It's a good time to be a Minnesotan, amid one of the most sublime summers of recent vintage. It's an even better time to be a Minnesotan who loves wine, with swell news on several fronts. To wit:
Minnesota wines are still movin' on up: It will be a while before we know how the University of Minnesota's new Itasca grape will fare, but we do know this: Two varietals the U released a decade ago, Marquette and Frontenac gris, are successes in the right hands, from Vermont and Nebraska to Washington and, of course, here. The Marquettes from Chankaska Creek and Saint Croix and the Frontenac gris from Winehaven, Three Oaks and Four Daughters are among those worth seeking out.
But wait, as the K-Tel ads would say, there's more. Two newer varieties are showing great promise. Petite Pearl, a red developed by the estimable Minnesota viticulturist Tom Plocher, is all the rage in Wisconsin and does well as far north as Alexandria (Carlos Creek's rendition is a gem). And Parley Lake's Frontenac blanc, a mutation of Frontenac gris, is a stunner, crisp but lush, a lot like a good pinot blanc.
Time of the season: This sublime summer has brought an early arrival of our favorite fresh veggies, foremost among them tomatoes and sweet corn. While the latter makes for easy food pairing — buttery chardonnay to match the corn's richness and its favorite topping, or a crisp sauvignon blanc from the Loire to cut through the fat — tomatoes can be a challenge.

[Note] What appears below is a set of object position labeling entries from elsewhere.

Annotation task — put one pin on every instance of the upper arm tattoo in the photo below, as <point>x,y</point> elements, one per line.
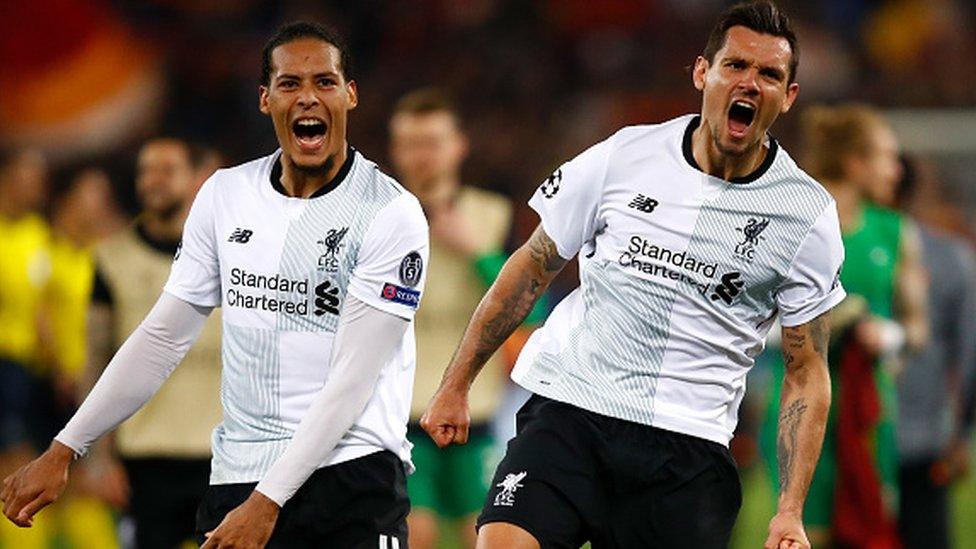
<point>543,251</point>
<point>816,332</point>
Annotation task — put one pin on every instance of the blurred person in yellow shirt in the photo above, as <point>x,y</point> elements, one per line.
<point>165,447</point>
<point>25,269</point>
<point>84,214</point>
<point>468,230</point>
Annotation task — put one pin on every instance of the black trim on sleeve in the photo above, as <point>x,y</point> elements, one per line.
<point>325,189</point>
<point>101,293</point>
<point>162,246</point>
<point>756,174</point>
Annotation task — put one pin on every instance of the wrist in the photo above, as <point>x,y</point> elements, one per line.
<point>61,453</point>
<point>263,503</point>
<point>790,508</point>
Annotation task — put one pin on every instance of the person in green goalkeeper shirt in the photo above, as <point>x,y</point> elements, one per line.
<point>850,149</point>
<point>468,231</point>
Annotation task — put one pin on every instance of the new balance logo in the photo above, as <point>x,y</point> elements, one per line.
<point>550,186</point>
<point>326,299</point>
<point>241,236</point>
<point>512,482</point>
<point>729,288</point>
<point>643,203</point>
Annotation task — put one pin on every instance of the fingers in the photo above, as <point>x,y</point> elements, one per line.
<point>26,516</point>
<point>442,435</point>
<point>16,506</point>
<point>211,542</point>
<point>461,435</point>
<point>5,490</point>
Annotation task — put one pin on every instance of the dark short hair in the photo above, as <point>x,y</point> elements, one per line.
<point>761,16</point>
<point>297,31</point>
<point>427,101</point>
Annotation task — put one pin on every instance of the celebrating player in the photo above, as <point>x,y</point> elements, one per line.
<point>692,237</point>
<point>317,259</point>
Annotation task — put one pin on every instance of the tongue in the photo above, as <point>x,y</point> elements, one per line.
<point>737,127</point>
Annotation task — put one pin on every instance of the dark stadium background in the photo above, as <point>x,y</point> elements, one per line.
<point>87,81</point>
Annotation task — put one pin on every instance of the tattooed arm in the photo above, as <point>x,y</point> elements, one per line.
<point>802,421</point>
<point>523,279</point>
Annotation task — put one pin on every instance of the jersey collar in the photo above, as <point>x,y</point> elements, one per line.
<point>325,189</point>
<point>756,174</point>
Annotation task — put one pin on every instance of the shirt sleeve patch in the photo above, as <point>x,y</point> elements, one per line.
<point>411,268</point>
<point>401,295</point>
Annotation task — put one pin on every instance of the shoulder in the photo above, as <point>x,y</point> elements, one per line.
<point>252,173</point>
<point>646,134</point>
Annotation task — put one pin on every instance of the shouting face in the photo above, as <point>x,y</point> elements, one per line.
<point>744,88</point>
<point>309,99</point>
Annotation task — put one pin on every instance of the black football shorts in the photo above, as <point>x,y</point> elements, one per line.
<point>572,476</point>
<point>361,503</point>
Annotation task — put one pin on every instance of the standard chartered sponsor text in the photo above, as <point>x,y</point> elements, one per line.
<point>655,260</point>
<point>289,304</point>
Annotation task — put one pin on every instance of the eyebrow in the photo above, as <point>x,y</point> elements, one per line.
<point>298,77</point>
<point>780,73</point>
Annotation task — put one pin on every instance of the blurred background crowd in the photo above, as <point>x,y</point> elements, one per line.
<point>113,113</point>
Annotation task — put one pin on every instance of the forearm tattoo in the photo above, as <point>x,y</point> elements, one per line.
<point>795,339</point>
<point>512,304</point>
<point>786,440</point>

First off, that Parley Lake Frontenac blanc would rock with tomatoes. Otherwise, my favorite choices emanate from southern France, especially picpoul de pinet: Look for Le Jade, Foncalieu, Domaine Reine Juliette or Hugues Beaulieu. Or the bracing white blends from Gascogne, such as Domaine Menard, Domaine D'Arton, Domaine de Pouy and Maison Legrand.
If you're going the caprese route, look for a dry Provençal rosé: Commanderie de la Bargemone, Le Font du Broc, Bieler "Sabine," Les Hautes Plateaux or the always-sublime Whispering Angel.
Hey, they deliver, too: There has been a lot of news recently about new wine-delivery options, such as Surdyk's alliance with Amazon and Total Wines and Liquor Boy's hookup with Instacart. But countless local retailers already were offering delivery for a nominal fee, often aligned with couriers such as DrinkFly, Minibar and Drizly.
Haskell's, for example, has delivered wine and spirits since it opened in 1934, and nowadays includes the entire state in its conveyance area. Other stores such as South Lyndale, Thomas and France 44 have localized delivery areas.